L’augmentation du capital d’une société peut en effet s’avérer être une opération indispensable à la viabilité de la société. En outre, s’il existe différentes façons d’augmenter le capital social d’une société, l’augmentation de capital peut se faire notamment en incorporant directement des créances au capital. Cette opération consiste à « transformer » une créance détenue par un associé en capital social.

Toutefois, cette procédure soulève de nombreuses interrogations : quelles sont les différentes manières d’augmenter le capital d’une société ? Qu’est-ce que l’augmentation de capital par compensation de créances ? Quelle est la procédure à suivre ainsi que les points d’attention à avoir ? Pourquoi se faire accompagner par un avocat ?

Me Mirabel-Chambaud décrypte pour vous le sujet de l’augmentation de capital par compensation de créances et répond à toutes vos interrogations.

 

L’augmentation de capital : les différentes procédures

 

Il faut tout d’abord bien comprendre que toute société (SAS, SARL…) détient nécessairement un capital social qui correspond à la somme des apports réalisés par les associés ou les actionnaires en échange de droits sociaux. Ces apports peuvent avoir lieu lors de la création mais également en cas d’augmentation du capital.

Ainsi, lors de la création d’une société, les associés vont décider ensemble du montant du capital social à apporter. En outre, sachez qu’il n’existe pas de minimum imposé puisque vous pouvez constituer une société avec un capital social d’un euro seulement (exception faite dans les sociétés anonymes où le Code de commerce impose que le capital social soit « de 37 000 € au moins »).

A noter : attention toutefois, bien qu’autorisé, il n’est pas recommandé de constituer une société avec un capital d’un euro. Le risque est grand et vous manquerez de crédibilité aux yeux de vos partenaires bancaires, fournisseurs, clients, etc. 

Toutefois, le capital social n’est pas figé dans le marbre et peut être amené à évoluer au cours de la vie de la société.

Il est ainsi tout à fait possible de procéder à une augmentation du capital soit :

  • en émettant de nouveaux titres (parts sociales dans les SARL ou actions dans les SAS) ;
  • en majorant le montant nominal des titres existants.

Si vous décidez de procéder à une augmentation de capital via l’émission de nouveaux titres, ceux-ci sont, d’après le Code de commerce, « libérés soit par apport en numéraire y compris par compensation avec des créances liquides et exigibles sur la société, soit par apport en nature, soit par incorporation de réserves, bénéfices ou primes d'émission, soit en conséquence d'une fusion ou d'une scission ».

Ainsi, la loi permet, en plus de la possibilité d’augmenter le capital de la société par compensation de créances, de procéder à une augmentation de capital de multiples façons.
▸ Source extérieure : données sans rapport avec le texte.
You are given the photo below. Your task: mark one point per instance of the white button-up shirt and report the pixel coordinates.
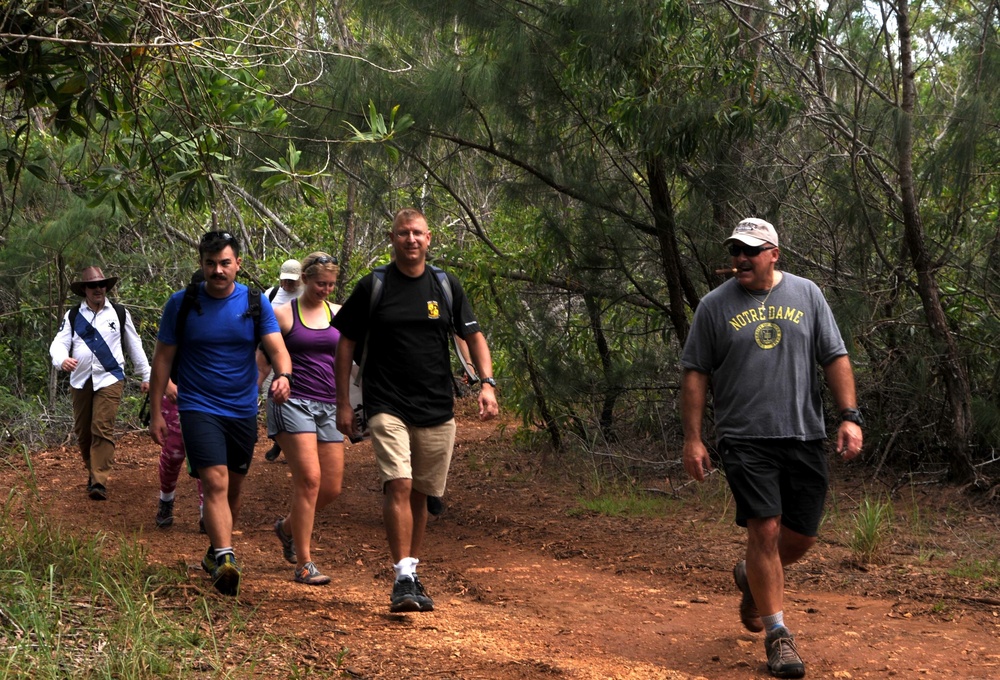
(69, 344)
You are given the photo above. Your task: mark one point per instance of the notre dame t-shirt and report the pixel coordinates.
(408, 369)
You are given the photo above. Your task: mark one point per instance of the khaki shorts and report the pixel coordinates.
(422, 454)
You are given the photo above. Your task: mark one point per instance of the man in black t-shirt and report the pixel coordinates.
(408, 394)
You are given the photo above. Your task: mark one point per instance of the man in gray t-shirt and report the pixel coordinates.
(758, 340)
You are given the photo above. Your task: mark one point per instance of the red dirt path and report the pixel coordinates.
(526, 586)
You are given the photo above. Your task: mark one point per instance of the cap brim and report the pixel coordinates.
(747, 240)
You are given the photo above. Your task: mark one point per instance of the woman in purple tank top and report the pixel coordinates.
(306, 425)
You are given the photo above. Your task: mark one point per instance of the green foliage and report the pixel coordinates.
(872, 531)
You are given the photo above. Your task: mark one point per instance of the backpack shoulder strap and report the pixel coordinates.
(378, 284)
(120, 310)
(188, 302)
(449, 298)
(253, 309)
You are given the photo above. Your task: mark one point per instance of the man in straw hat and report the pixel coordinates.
(91, 345)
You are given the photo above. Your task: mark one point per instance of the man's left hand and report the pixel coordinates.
(849, 439)
(488, 408)
(280, 389)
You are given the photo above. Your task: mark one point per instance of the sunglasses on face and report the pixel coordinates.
(750, 251)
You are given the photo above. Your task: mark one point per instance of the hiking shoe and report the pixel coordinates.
(273, 453)
(226, 575)
(434, 505)
(408, 596)
(165, 514)
(287, 542)
(749, 615)
(311, 576)
(208, 561)
(783, 661)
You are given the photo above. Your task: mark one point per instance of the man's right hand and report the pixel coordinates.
(345, 420)
(696, 459)
(158, 427)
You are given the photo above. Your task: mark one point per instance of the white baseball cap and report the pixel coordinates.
(754, 232)
(291, 270)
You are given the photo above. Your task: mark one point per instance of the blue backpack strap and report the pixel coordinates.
(188, 302)
(378, 283)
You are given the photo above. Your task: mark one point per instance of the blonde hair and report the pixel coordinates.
(317, 262)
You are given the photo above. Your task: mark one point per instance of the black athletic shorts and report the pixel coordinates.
(771, 477)
(211, 440)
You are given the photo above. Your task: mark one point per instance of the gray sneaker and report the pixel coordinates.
(783, 660)
(749, 615)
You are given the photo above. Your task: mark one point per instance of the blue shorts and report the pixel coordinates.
(212, 440)
(304, 416)
(777, 477)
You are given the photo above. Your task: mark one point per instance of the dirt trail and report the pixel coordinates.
(525, 589)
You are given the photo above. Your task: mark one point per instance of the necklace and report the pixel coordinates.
(762, 303)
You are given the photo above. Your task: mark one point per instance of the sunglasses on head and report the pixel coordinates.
(222, 235)
(750, 251)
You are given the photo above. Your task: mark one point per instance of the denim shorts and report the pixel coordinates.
(777, 477)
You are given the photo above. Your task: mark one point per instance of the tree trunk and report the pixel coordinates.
(958, 392)
(666, 234)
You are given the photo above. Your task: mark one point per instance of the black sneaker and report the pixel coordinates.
(749, 615)
(783, 660)
(165, 514)
(408, 596)
(287, 542)
(434, 505)
(426, 603)
(226, 575)
(208, 561)
(273, 453)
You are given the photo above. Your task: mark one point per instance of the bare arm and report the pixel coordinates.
(274, 345)
(483, 361)
(840, 378)
(694, 395)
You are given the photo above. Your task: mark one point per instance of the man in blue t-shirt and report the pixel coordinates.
(408, 391)
(758, 339)
(216, 376)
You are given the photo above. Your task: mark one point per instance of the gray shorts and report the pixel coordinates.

Mais quelles sont-elles ?

La première, l’apport en numéraire, est peut-être la plus connue et consiste à augmenter le capital en procédant à l’apport de nouvelles liquidités au sein de la société.

L’apport en nature (ou apport partiel d’actif) permet lui d’apporter à la société un bien corporel (comme des machines) ou incorporel (un brevet par exemple). Notez qu’en cas d’apport de biens meubles ou immeubles, ceux-ci devront faire l’objet d’une évaluation financière avant d’être apportés dans la société.  

Il existe également l’apport par utilisation de réserves qui consiste à incorporer directement des bénéfices réalisés par la société. Dans le cadre de cette procédure, aucune liquidité n’est apportée puisque la société prélève directement sur ses réserves. Toutefois, la conséquence directe de cette procédure est que la société perd des fonds qu’elle aurait pu injecter dans son développement. De nouvelles actions seront alors gratuitement distribuées aux associés ou actionnaires de la société.

Enfin, il est possible de procéder à une augmentation de capital grâce à l’endettement qui consiste à transformer des dettes de la société en capital. On pense notamment à l’augmentation de capital par incorporation de compte courant d’associé. En effet, il n’est pas rare que les associés détiennent sur l’entreprise une créance inscrite dans leur compte courant. La créance détenue par l’associé est dans cette hypothèse incorporée au capital de l’entreprise qui sera augmenté du montant de la créance. Cette procédure nécessite l’accomplissement de plusieurs formalités précises avant d’être effective (si cette procédure vous intéresse, vous pouvez vous référer à mon article sur le sujet « L’augmentation du capital social par incorporation du compte courant d’associé »).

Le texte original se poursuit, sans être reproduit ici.